= Erasmus of Strasbourg =

Erasmus of Strasbourg, Erasmus of Limbourg or Erasme Schenk von Limpurg-Gaildorf (7 August 1507 - 27 November 1568) was a Roman Catholic bishop.

As with his predecessor Wilhelm von Hohnstein, Erasmus had the misfortune to be elected during a politically and religiously tumultuous era that saw a schism between the free imperial city of Strasbourg and the episcopal principality of Strasbourg, with the former becoming a bastion of Protestantism and a refuge for Protestant refugees from the rest of Europe and the latter trying to check the inexorable progress of Lutheranism among canons in Strasbourg's different chapters.

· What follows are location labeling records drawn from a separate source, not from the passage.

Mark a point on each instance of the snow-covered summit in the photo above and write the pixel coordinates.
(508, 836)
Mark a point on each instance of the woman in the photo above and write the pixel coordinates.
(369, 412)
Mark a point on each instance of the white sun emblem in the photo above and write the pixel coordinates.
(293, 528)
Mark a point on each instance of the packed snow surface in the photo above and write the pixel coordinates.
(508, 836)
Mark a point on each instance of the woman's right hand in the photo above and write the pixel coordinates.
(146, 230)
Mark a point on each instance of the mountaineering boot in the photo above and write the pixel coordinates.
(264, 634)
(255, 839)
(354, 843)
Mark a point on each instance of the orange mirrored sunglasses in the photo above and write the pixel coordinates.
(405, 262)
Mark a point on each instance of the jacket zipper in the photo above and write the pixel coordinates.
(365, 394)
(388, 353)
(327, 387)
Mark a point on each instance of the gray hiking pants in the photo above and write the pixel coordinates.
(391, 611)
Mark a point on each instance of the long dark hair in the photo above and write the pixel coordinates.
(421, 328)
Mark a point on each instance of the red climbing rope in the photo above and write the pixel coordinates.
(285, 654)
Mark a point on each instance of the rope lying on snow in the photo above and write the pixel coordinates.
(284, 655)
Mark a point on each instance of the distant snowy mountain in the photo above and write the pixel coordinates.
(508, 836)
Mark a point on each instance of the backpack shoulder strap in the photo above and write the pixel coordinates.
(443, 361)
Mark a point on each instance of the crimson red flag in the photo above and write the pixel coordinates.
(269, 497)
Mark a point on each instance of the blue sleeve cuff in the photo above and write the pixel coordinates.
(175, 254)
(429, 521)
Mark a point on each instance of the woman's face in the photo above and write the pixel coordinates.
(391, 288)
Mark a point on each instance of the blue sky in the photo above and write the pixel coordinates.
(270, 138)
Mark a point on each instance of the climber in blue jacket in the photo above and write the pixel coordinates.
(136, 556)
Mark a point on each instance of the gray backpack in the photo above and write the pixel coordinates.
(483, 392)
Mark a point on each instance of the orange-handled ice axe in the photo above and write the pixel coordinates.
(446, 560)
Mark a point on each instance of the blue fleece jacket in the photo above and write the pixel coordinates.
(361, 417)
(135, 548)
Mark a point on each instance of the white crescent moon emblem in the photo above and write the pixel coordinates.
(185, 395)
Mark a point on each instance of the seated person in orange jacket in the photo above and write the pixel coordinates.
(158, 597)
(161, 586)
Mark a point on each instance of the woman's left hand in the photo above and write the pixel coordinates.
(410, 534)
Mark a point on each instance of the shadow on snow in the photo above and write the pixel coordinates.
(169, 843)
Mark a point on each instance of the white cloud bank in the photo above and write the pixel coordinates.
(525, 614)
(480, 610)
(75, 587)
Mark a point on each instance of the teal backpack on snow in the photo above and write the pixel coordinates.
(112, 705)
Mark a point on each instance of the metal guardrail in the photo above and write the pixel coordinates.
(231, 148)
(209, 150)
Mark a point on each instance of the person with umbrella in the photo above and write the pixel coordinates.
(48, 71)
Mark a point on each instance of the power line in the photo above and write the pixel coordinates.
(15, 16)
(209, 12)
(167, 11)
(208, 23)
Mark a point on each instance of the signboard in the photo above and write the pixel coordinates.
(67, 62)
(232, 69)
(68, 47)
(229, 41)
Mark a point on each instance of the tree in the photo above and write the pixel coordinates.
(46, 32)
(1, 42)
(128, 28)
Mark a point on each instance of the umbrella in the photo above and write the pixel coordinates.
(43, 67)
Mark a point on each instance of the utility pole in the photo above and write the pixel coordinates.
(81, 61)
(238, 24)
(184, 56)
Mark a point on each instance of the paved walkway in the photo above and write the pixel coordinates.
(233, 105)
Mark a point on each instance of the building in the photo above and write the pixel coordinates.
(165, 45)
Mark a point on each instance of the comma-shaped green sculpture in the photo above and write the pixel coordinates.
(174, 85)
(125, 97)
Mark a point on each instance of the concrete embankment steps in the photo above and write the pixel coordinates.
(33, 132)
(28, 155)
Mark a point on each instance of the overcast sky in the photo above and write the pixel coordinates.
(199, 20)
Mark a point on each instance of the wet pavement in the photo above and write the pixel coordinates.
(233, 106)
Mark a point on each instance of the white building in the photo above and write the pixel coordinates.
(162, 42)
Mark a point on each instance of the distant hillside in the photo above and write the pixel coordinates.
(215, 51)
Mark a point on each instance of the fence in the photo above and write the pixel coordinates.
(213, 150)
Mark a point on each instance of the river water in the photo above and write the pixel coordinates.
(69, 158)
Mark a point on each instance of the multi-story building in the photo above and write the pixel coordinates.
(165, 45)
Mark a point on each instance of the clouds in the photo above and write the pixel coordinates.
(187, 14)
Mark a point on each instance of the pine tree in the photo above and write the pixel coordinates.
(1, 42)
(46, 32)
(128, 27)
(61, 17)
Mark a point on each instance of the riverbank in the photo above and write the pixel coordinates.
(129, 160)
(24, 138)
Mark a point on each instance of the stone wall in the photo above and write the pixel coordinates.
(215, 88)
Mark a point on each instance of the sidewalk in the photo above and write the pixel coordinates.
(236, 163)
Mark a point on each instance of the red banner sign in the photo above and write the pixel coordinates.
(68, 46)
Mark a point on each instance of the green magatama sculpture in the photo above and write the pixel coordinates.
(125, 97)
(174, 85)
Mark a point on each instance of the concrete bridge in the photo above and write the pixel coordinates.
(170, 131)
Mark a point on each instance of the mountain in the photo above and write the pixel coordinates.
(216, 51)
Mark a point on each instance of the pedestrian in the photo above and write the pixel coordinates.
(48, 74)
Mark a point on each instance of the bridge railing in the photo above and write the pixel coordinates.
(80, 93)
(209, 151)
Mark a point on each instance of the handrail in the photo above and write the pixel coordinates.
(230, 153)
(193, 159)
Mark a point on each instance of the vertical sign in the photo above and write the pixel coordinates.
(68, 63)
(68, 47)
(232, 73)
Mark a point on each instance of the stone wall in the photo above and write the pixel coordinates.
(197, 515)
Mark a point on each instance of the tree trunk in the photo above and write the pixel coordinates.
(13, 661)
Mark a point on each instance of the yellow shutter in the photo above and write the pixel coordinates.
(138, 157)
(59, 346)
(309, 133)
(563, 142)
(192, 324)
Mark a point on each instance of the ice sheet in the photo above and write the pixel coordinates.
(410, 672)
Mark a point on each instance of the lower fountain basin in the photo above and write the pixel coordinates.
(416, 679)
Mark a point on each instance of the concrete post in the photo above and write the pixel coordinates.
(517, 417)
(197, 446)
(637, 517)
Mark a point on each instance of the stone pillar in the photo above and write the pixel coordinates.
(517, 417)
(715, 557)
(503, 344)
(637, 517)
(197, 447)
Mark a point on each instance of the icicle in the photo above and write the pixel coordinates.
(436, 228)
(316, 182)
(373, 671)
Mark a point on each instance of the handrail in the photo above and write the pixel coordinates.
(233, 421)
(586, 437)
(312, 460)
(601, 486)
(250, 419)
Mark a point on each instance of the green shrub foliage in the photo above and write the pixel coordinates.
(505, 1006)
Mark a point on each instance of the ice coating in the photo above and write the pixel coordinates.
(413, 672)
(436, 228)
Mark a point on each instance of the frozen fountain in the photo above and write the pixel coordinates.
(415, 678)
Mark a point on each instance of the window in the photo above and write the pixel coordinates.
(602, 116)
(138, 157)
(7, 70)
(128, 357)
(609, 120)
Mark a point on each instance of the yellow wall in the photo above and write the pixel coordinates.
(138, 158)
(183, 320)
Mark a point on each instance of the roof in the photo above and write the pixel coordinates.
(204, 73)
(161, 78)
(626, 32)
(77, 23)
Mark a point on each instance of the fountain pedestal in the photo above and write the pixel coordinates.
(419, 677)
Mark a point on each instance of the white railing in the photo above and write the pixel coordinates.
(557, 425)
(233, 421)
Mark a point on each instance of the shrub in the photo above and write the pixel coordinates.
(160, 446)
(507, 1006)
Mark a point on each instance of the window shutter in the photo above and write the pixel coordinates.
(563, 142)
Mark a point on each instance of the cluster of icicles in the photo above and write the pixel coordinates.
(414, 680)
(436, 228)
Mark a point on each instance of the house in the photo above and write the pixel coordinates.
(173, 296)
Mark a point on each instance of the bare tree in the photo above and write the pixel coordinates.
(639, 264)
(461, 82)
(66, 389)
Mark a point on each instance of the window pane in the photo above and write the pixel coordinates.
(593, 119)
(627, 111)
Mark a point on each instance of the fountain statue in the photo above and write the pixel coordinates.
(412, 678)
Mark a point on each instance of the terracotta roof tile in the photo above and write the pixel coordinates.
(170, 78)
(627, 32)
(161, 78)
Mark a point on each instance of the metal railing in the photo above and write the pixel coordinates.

As with other prince-bishops in dynamic cities developing economically and culturally, Erasmus surrounded himself with advisors from the mercantile and bourgeois class rather than lawyers, doctors, intellectuals and ecclesiastics in order to counterbalance the Protestant urban mercantile and bourgeois class, favouring teaching, humanism and the arts. These advisors were omnipresent in current affairs and diplomatic circles and at their head was chancellor Christophe Welsinger. Erasmus was a peaceful man and friend of the sciences, but left the bishopric's government to his many advisors, particularly Welsinger, which (according to Johannes Friese's account in an 18th century children's history book on Strasbourg) did not benefit the city.

== Life ==
===Early life===
He was born in Gaildorf and as a youth studied maths at the University of Tübingen under Jean Stoller before switching to law under professors Conrad Braun and Jean Marquard Next he moved to Paris to be taught law by Johannes Sturm. (Note: Erasmus met Sturm again during the former's time as bishop when Jacob Sturm von Sturmeck asked Johannes to come to teach dialectics and rhetoric. There he founded the Protestant Gymnasium, the forerunner of the Protestant Academy of 1566, which in turn became the University of Strasbourg in 1621. Previously the inhabitants of Alsace had to study at Tübingen, other German universities such as those in Göttingen, Fribourg and Heidelberg), or in Switzerland, France or Italy (specifically Basel, Bologna, Padua or Paris).) In 1541, therefore, he had already gained a reputation for his quick wit and love of learning. He served as a canon in Strasbourg and at the collegiate church in Bamberg, then provost of the collegiate church at Surbourg - none of these roles required the holder to be a priest.

===Election===
He was elected bishop of Strasbourg on 11 August 1541 and that election was confirmed by pope Paul III on 9 December the same year. He was not then a priest and so initially he was helped by a titular bishop Jean Delphius, bishop of Tripoli. He was ordained priest in Saverne in 1549. He remained bishop until his death, during the reigns of Charles V, Ferdinand I and Maximilian II and the pontificates from Paul III to Pius V. As prince-bishop of Strasbourg he was also Landgrave of Lower Alsace.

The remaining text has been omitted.